Lack of canal threatens livelihood of Baitadi village
November 11, 2017 03:53 AM NPT
By: Bira Gadal
AITADI, Nov 10: There used to be a well functioning concrete irrigation canal in Syaltadai village until a decade ago. But a massive landslide took toll on it while it displaced over 50 households in the locality. Since then, the locals have always voiced for a new canal time and again.
Each election, they put pressure on the candidates for it. However, a new canal was never made. Now, as the country is gearing for the provincial and parliamentary elections, villagers here are once again pressing for a canal. Whoever is going to gift a canal to them is going to clearly sweep votes from their area, they say.
“We are in need of irrigation canal so much that we are going to vote for the ones who can provide us with one. All of us have this common demand, ” said Devdutta Bhatta, 75.
“We can figure out whose words count and whose don't. So, we are seriously careful whether the candidates are mindful of our demand,” he added.
After the natural disaster befell on them in 2007, the locals' life simply shifted out of gear. Many have not yet erected proper cottages. However, what more upsets them is the lack of canal that would keep their otherwise barren land fertile.
“We cannot grow crops and vegetables if don't have canal,” said the elderly man. “And the problem is, when we don't grow enough in the field, we cannot have plenty of food to eat,” he added.
Rice, maize and other crops they grow generally last a year if they do not sell off. In the absence of irrigation canal, the families are not in a position to grow crops, plants and vegetables well. The seriousness of the issue has pushed them to demand for written commitment from the candidates.
“We want a written commitment from candidates. Verbal assurance is bit risky. They might forget,” Bhatta said. “We got assurance many times.
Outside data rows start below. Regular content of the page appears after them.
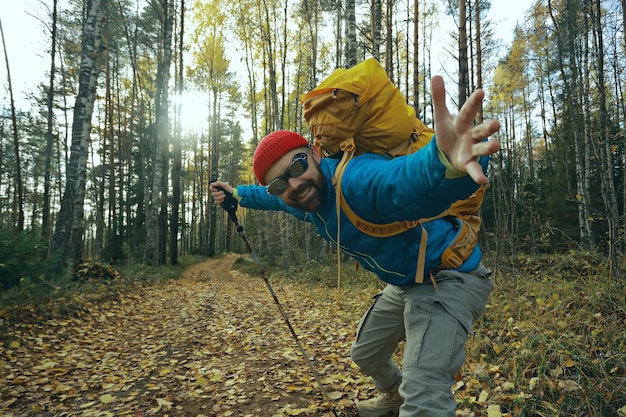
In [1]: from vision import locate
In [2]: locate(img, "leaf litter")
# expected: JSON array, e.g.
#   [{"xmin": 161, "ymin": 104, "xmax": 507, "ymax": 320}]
[
  {"xmin": 1, "ymin": 252, "xmax": 624, "ymax": 416},
  {"xmin": 0, "ymin": 255, "xmax": 367, "ymax": 416}
]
But they show one or the other excuses later. Moreover, sometimes the leaders are not even seen in the village after election,” he added.
Bhatta recalls the disaster of 2007 and the first Constituent Assembly election held the following year. The entire country was in the mood of celebration owing to the election then. Candidates had visited Bhatta's village as well. They had lot to promise, but the villagers had demanded for the replacement of the freshly destructed canal. Though landslides had wreaked havoc in many places then, Baitadi was among the most affected place.
“Many people died, many went missing. The government did not take the matter much seriously,” says Bhatta. “Since then, many elections took place, but our demand has not been addressed,” he added.
After the first CA dissolved, the country went for the second CA election in a gap of four years. Bhatta was one of the most active civil society members to come ahead with the demand for the canal again. But 'nothing was done' by the leaders.
In the recent local level elections, the locals of Syaltadai village clearly told their to-be-elected ward members that the canal must be replaced. None of the candidates denied the importance of the canal. However, now the locals have very little expectation for them.
“They say there is no budget. There is simply no budget even to set up local level office. Many things are in chaos and we cannot say anything to them now,” stated Bhatta. “We voted so eagerly thrice. Twice during the CA elections and once recently. But, our voices never get heard,” he added.
According to the locals, it may sound like a trivial matter to the leaders when they ask for canal. But the canal is simply not trivial thing for the locals, they state.
Bhatta said that the lack of fertile land is one of the major reasons that many families have been displaced due to landslides and have already left the village. While some went off to the plains 'to start from scratch', some others have settled down at Maharudra area of Melauli - 6.
“But we are not happy. We have been living the life of displaced,” he lamented.
The three-kilometer long canal from where water of Sunarya river would be supplied to the fields was the backbone of farmers. Its absence has directly affected around 800 ropanis of land. According to Bhatta, the land has gone fully dry since then.
“We were totally dependent on the canal. With its destruction, we became helpless,” he said.
Another local Dhana Bhatta said that her family used to harvest crops several times a year when the canal was there. After it was destroyed, people had to literally starve. “Those days seem to be like a dream now. Poverty hit us, perhaps never to leave us again,” she sighed.